Des exemples de formations malheureusement trop rares: en devenant de plus en plus stratégique, la fonction de credit management mérite des formations dignes de ce nom. "Les perspectives du métier méritent une réflexion, notamment sur l'adaptation des nouveaux outils au métier, sur la réglementation... C'est également une profession qui a besoin d'une plus grande dominante commerciale, pas au sens prospection mais relation client", souligne Ludovic Bessière. Davantage de formations regroupant l'ensemble de ces thèmes seraient donc les bienvenues pour préparer les credit managers aux enjeux qui seront les leurs dans le futur.
Les salaires
Comme pour toute fonction, le salaire du credit manager varie en fonction de l'expérience. Ainsi, un credit manager junior gagnera entre 35000 et 50000 euros bruts annuels tandis que la rémunération d'un credit manager plus expérimenté peut atteindre 70000 euros bruts annuels. Quelques disparités sont également constatées en fonction du chiffre d'affaires de la société (selon l'étude AFDCC/Hays, 41300 euros bruts annuels en moyenne pour les credit managers de sociétés dont le chiffre d'affaires est inférieur à 15 millions d'euros contre 63 600 euros bruts annuels en moyenne pour les credit managers de sociétés dont le chiffre d'affaires est supérieur à 800 millions d'euros) et de la zone géographique de l'entreprise (57000 euros bruts annuels pour Paris et sa région contre 45000 pour le Sud-Ouest).

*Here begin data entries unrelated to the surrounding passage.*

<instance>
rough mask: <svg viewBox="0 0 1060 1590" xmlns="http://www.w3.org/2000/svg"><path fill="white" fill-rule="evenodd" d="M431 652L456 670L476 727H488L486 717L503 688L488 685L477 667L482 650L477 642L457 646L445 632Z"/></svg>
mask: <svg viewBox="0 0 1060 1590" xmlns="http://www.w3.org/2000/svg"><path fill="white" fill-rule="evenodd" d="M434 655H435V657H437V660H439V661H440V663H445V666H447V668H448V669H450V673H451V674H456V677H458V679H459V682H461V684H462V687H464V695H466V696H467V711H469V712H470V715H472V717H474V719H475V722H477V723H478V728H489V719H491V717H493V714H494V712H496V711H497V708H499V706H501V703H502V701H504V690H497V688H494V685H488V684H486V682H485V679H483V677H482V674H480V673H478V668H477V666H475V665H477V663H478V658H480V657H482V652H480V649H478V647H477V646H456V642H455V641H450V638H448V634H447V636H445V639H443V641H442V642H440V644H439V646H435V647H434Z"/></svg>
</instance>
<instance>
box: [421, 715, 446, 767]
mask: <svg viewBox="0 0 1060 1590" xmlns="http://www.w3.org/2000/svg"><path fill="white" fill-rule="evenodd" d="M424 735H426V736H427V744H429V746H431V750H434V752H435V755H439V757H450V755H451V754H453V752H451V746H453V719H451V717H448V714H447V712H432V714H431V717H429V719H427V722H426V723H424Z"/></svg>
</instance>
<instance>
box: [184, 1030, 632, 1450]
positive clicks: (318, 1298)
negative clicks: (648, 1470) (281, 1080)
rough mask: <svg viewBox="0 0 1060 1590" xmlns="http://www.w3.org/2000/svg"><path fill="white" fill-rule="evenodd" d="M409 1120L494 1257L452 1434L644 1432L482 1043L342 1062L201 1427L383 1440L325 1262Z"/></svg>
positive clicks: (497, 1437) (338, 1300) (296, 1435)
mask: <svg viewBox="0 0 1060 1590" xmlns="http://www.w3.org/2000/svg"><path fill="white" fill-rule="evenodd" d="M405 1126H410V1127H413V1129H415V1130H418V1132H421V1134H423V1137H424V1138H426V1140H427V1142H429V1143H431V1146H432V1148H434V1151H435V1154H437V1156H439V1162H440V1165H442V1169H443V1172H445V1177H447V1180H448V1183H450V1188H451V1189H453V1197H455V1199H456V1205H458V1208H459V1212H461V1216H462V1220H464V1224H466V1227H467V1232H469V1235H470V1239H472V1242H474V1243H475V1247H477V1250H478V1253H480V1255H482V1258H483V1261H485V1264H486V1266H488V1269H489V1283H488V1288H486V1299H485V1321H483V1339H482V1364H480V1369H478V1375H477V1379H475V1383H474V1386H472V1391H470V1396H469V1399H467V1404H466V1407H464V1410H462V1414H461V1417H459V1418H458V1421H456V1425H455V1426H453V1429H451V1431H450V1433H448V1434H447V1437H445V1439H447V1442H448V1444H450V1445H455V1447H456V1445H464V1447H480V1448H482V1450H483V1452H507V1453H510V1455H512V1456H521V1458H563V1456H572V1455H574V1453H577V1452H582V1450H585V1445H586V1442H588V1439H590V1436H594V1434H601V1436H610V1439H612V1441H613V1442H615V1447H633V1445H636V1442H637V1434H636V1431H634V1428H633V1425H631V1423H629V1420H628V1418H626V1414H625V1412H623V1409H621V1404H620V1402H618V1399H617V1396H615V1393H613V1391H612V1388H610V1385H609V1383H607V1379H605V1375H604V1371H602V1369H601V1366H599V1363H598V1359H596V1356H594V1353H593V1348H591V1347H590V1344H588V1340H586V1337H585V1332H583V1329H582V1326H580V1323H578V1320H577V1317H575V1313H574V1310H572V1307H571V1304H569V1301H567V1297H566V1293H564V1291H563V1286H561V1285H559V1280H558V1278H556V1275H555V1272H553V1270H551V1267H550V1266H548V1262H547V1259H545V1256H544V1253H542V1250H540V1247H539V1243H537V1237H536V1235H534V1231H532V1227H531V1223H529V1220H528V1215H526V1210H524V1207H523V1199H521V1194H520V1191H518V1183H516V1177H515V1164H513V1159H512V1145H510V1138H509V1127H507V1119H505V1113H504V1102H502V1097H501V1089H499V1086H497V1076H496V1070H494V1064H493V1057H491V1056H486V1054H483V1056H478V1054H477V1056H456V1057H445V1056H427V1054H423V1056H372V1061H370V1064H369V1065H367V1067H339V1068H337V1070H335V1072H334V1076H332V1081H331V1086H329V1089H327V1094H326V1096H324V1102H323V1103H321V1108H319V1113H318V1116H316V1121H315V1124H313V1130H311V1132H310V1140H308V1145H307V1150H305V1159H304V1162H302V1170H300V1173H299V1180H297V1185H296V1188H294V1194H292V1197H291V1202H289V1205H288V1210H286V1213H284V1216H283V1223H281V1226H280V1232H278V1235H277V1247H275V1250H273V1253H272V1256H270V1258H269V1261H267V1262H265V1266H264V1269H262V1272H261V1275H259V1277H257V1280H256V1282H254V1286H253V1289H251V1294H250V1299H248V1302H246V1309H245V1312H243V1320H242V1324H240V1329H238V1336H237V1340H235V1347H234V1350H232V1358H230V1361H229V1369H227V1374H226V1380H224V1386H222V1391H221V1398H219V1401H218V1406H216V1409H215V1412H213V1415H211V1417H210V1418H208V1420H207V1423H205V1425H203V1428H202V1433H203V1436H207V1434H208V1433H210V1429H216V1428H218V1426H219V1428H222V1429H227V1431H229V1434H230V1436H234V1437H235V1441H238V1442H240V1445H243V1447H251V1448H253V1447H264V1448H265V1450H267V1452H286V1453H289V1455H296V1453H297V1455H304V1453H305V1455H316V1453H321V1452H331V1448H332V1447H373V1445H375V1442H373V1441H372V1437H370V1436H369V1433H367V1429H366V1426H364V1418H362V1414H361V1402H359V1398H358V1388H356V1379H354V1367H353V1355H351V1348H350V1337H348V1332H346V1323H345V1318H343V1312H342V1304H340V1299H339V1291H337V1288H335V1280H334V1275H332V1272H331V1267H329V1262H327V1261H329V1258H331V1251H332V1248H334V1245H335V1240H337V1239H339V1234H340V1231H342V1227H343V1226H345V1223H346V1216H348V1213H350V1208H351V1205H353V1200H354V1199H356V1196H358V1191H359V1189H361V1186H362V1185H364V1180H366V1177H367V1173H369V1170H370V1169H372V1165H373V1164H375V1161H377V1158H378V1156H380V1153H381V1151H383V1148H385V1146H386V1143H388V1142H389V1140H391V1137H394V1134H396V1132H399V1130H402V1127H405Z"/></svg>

Une part de cette rémunération est variable pour les trois quarts des credit manager, notamment à travers des primes sur objectifs individuels (79%) et sur objectifs communs (52%). Le fait que plus de la moitié des credit managers interrogés par l'AFDCC et HAYS soient incentivés sur des objectifs communs montre que le credit manager n'est vraiment plus un acteur oeuvrant dans son coin mais qu'il occupe bien une fonction transverse.
Doucement mais sûrement, de nouvelles formes de credit manager apparaissent
Comme Sandrine Daujat, credit manager à temps partagé. Une façon d'offrir aux PME qui n'ont pas les moyens d'embaucher un credit manager à temps plein les mêmes services dont bénéficie un grand groupe. Sandrine Daujat a d'ailleurs longtemps travaillé dans un grand groupe avant de se lancer comme credit manager indépendante. Et elle intervient aujourd'hui essentiellement auprès de PME. "Je vulgarise les méthodes des grands groupes pour les mettre aux services de plus petites structures qui n'ont pas les mêmes moyens techniques et humains", décrit-elle. Si les entreprises la contactent bien souvent pour des missions de recouvrement, elle arrive petit à petit à les amener vers d'autres sujets. "Une fois les relances effectuées pour récupérer les créances, je détecte de nombreuses imperfections : contractualisation, facturation, suivi des litiges, etc. Mais les PME ne savent pas toujours ce qu'est le credit management et je dois faire de la pédagogie", rapporte Sandrine Daujat.
Son objectif est de moins être dans le curatif et de mettre en place des process de qualité afin de réduire les litiges et donc les besoins en recouvrement. Elle doit pour cela convaincre les directeurs généraux des structures dans lesquelles elle intervient. "Je fais mes preuves avec des actions très pragmatiques et, une fois en confiance, ils sont plus ouverts pour lancer des projets plus structurants", explique Sandrine Daujat. Il lui arrive par exemple de réaliser des audits sur la gestion du poste client afin d'éliminer les récurrences. Elle forme également le personnel au credit management et met en place des indicateurs utiles et faciles à suivre. "Mais rien ne peut se faire sans confiance", insiste-t-elle.